Power Rule in Integration

The power rule for integration is a fundamental principle that allows you to integrate functions of the form \( x^n \). Essentially, it states that to integrate \( x^n \), you add one to the exponent and then divide by the new exponent. For any function \( y^n \), the integral becomes:

• \( \int y^n \ dy = \frac{1}{n+1} y^{n+1} + C \).

In our exercise's integration step, the problem includes \( y + 1 \) as the expression inside the integral. When the power rule is applied, the integral becomes:

• \( \int (y + 1) \ dy = \frac{1}{2}(y + 1)^2 \)

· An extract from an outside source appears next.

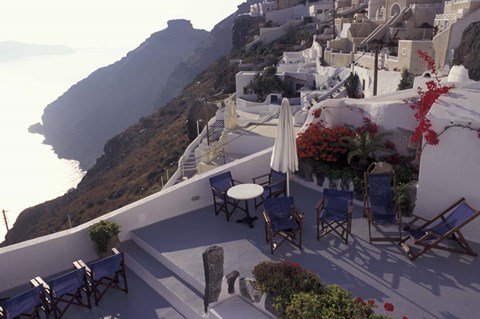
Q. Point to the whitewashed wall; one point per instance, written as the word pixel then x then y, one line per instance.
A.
pixel 48 255
pixel 284 15
pixel 451 170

Evaluating this expression at the specified limits helps us to form the final area calculation.

Surface of Revolution Formula

The concept of a surface of revolution revolves around rotating a curve about an axis to form a 3-Dimensional shape. To find the area of such a surface, mathematicians use a specialized formula.

When revolving a curve about the \( y \)-axis, the formula becomes:

• \( A = 2\pi \int_{a}^{b} x(y)\sqrt{1 + (y'(x))^2} \, dy \)

This formula incorporates the inverse function \( x(y) \) and the derivative \( y'(x) \).
In the exercise, the derivative does not vary \( y'(x) = 4 \), leading to simplification in the square root term.

Finally, the integral resolves to give the surface area of the revolution, delivering the area \( 240\pi\sqrt{17} \).
This formula elegantly connects derivatives, integrals, and inverse functions, all essential components for solving problems of this nature.